Global disparities in the epilepsy treatment gap: a systematic review
Ana-Claire Meyer, Tarun Dua, Juliana Ma, Shekhar Saxena & Gretchen Birbeck
To describe the magnitude and variation of the epilepsy treatment gap worldwide.
We conducted a systematic review of the peer-reviewed literature published from 1 January 1987 to 1 September 2007 in all languages using PubMed and EMBASE. The purpose was to identify population-based studies of epilepsy prevalence that reported the epilepsy treatment gap, defined as the proportion of people with epilepsy who require but do not receive treatment.

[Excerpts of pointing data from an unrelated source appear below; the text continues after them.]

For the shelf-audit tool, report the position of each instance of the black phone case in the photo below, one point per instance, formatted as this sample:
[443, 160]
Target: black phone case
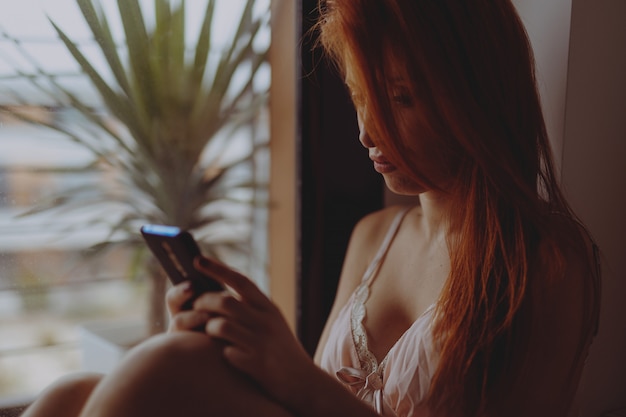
[176, 250]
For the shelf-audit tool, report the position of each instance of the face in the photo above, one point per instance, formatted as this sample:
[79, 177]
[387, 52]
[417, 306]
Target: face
[396, 180]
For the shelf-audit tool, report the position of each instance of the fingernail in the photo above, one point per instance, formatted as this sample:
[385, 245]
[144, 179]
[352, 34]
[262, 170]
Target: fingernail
[186, 286]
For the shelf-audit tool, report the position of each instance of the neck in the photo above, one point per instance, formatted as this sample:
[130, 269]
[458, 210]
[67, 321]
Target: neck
[435, 208]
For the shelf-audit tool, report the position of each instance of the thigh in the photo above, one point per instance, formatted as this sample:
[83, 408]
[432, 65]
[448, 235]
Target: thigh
[178, 374]
[64, 398]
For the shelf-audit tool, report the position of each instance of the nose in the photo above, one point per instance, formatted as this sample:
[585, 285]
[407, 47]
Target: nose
[364, 137]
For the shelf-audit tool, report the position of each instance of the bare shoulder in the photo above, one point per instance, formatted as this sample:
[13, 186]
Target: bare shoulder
[365, 240]
[371, 229]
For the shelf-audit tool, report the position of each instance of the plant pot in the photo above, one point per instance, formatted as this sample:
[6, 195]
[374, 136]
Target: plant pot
[104, 343]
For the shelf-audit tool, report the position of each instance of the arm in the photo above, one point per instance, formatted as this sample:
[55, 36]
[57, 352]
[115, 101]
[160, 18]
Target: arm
[258, 342]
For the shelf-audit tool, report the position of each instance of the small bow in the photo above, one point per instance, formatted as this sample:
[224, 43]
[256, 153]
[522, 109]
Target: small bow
[368, 387]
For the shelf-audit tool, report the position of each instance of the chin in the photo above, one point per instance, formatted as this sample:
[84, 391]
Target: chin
[403, 186]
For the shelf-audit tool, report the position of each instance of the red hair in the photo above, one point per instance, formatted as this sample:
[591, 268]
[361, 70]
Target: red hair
[470, 66]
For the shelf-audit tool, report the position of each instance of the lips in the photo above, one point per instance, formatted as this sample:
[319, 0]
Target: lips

Negative binomial regression models were used to assess trends and associations.
The treatment gap was over 75% in low-income countries and over 50% in most lower middle- and upper middle-income countries, while many high-income countries had gaps of less than 10%. However, treatment gaps varied widely both between and within countries. They were significantly higher in rural areas (rate ratio, RR: 2.01; 95% confidence interval, CI: 1.40–2.89) and countries with lower World Bank income classification (RR: 1.55; 95% CI: 1.32–1.82). There was no significant trend in treatment gap over time (RR: 0.92; 95% CI: 0.79–1.07).
There is dramatic global disparity in the care for epilepsy between high- and low- income countries, and between rural and urban settings. Our understanding of the factors affecting the treatment gap is limited; future investigations should explore other potential explanations of the gap.